The Division of Criminal Justice Services conducted training for law enforcement in 2014 on the use of naloxone. In the first three years, according to a report out last June, more than 2,000 officers administered the drug in various settings, and 88 percent of those who were treated with the drug survived.

In the state police, all officers on the road are trained in naloxone's use. Doses of the drug are included with automatic external defibrillators, as the drug and AED are used in similar calls.

According to technical sergeant and state EMS/AED coordinator Jared Pearl, telltale signs of heroin use include pinpoint pupils and extremely slow breathing, as well as blue lips or fingertips.

"Slow breathing can be hard to detect, if you're not looking," Pearl said. 

The program can be particularly helpful in rural areas, where ambulances and paramedics can be far away, but troopers may be patrolling nearby, Pearl said.

After Iacovissi was revived on the roadside with naloxone, he allegedly told troopers he had used heroin.

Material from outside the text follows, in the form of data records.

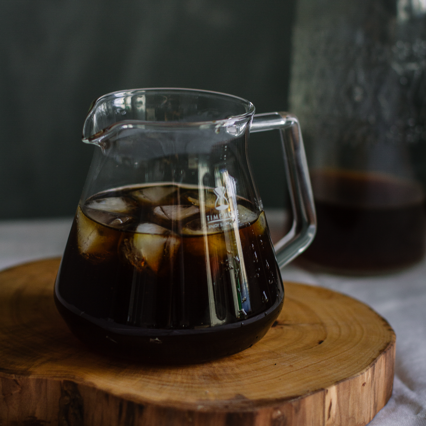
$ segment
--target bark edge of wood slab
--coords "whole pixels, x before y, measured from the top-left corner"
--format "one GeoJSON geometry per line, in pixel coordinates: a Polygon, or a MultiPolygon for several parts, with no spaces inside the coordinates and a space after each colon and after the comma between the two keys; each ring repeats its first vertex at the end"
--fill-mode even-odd
{"type": "Polygon", "coordinates": [[[90,351],[56,310],[58,259],[0,272],[0,424],[364,425],[392,393],[395,337],[363,303],[285,283],[260,341],[204,364],[90,351]]]}

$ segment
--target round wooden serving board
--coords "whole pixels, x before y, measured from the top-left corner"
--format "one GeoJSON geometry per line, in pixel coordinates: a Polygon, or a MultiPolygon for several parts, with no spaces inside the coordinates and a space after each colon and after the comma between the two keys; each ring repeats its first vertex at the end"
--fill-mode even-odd
{"type": "Polygon", "coordinates": [[[0,424],[363,425],[392,392],[395,334],[368,306],[285,283],[266,335],[212,362],[156,367],[91,352],[54,303],[59,261],[0,272],[0,424]]]}

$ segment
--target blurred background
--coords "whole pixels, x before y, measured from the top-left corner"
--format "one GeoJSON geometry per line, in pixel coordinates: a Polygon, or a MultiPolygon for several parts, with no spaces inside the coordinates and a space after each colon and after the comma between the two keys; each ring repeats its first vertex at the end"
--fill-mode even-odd
{"type": "MultiPolygon", "coordinates": [[[[73,215],[93,147],[92,101],[180,87],[288,107],[294,0],[0,3],[0,219],[73,215]]],[[[286,203],[278,132],[250,136],[264,205],[286,203]]]]}

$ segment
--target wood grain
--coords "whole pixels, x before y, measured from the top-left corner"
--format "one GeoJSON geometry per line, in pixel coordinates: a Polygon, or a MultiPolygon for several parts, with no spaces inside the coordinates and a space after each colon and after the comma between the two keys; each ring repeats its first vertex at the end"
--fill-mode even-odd
{"type": "Polygon", "coordinates": [[[392,392],[395,334],[366,305],[285,283],[252,348],[156,367],[91,352],[55,306],[59,260],[0,272],[2,425],[364,425],[392,392]]]}

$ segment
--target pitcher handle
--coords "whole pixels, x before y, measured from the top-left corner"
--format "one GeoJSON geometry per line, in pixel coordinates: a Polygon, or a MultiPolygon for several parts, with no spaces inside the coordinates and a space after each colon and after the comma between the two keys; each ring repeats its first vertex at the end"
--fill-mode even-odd
{"type": "Polygon", "coordinates": [[[291,229],[274,245],[282,269],[311,244],[317,230],[317,216],[299,121],[288,112],[256,114],[250,132],[274,129],[280,131],[293,214],[291,229]]]}

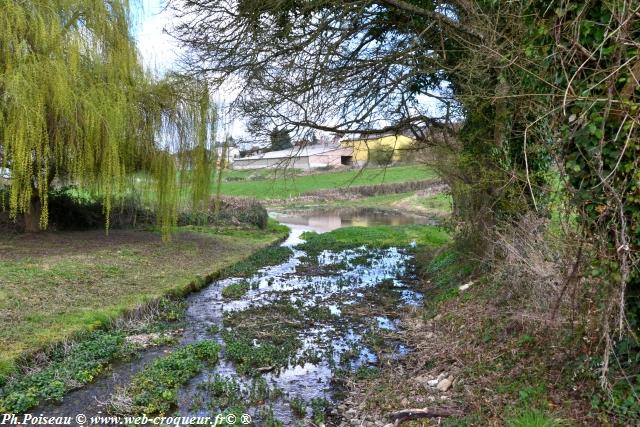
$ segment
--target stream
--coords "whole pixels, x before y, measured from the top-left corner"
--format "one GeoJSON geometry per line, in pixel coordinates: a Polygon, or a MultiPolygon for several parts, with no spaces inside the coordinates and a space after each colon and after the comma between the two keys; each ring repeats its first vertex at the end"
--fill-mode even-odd
{"type": "MultiPolygon", "coordinates": [[[[271,215],[291,229],[282,243],[292,250],[288,260],[264,267],[249,278],[215,281],[187,298],[180,345],[213,338],[223,350],[218,364],[180,390],[176,414],[209,416],[229,405],[241,405],[242,412],[252,417],[252,425],[340,425],[344,420],[335,404],[344,379],[375,375],[385,360],[411,351],[398,338],[397,313],[422,303],[422,295],[412,289],[412,255],[400,248],[363,246],[324,250],[310,257],[297,247],[305,231],[352,225],[357,223],[355,218],[366,219],[366,215],[350,212],[341,217],[332,211],[327,221],[318,212],[306,217],[300,213],[271,215]],[[244,296],[223,297],[225,287],[243,281],[249,285],[244,296]],[[273,347],[284,356],[274,356],[266,366],[243,365],[238,359],[244,357],[241,353],[228,354],[230,345],[235,349],[241,344],[242,348],[249,346],[248,353],[273,347]]],[[[367,224],[416,222],[424,221],[396,212],[393,217],[368,217],[367,224]]],[[[114,366],[109,376],[39,412],[104,411],[103,404],[114,389],[164,351],[146,350],[141,359],[114,366]]]]}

Two months later, on the evening of April 20, Iacovissi was again on Route 146, in the same pickup truck and again, authorities say, impaired by drugs. The exact drug is unclear pending tests. As witnesses spoke with 911 operators to report his erratic driving, the truck he was operating slammed into the van.

"I've never seen someone so out of it," one witness to the crash told troopers. "He does not deserve to be driving on the road; he's going to kill someone."

Iacovissi's license was temporarily suspended after a February 2017 Saratoga County DWAI conviction, state records show. But that suspension had been lifted by the time he was found unconscious behind the wheel in February and, with charges from that arrest pending, his license had not been revoked at the time of the April crash.

Another crash suspected to involve opioid use happened in January in Saratoga Springs. City police in that case called a sheriff's office drug recognition expert to the Geyser Road crash scene, where three people, including an 8-year-old boy, were injured.

Police determined the boy's mother, 47-year-old Saratoga Springs resident Wendy L. Cook, caused the crash, and the drug recognition expert found her to be impaired. She faces vehicular assault and other charges.

In her case, investigators used evidence in her vehicle to conclude she was impaired by opiates, police said. They found two hypodermic syringes, as well as multiple small, plastic envelopes commonly used to package drugs, according to court documents.

Naloxone is used in a variety of situations where overdoses are suspect, including in homes and public places. 

"I think it's very important," Zieske said of the naloxone program. "We have participated in saving lives. ... We have definitely had some turnarounds for people who might otherwise have died where they were brought back to hopefully get the help that they need."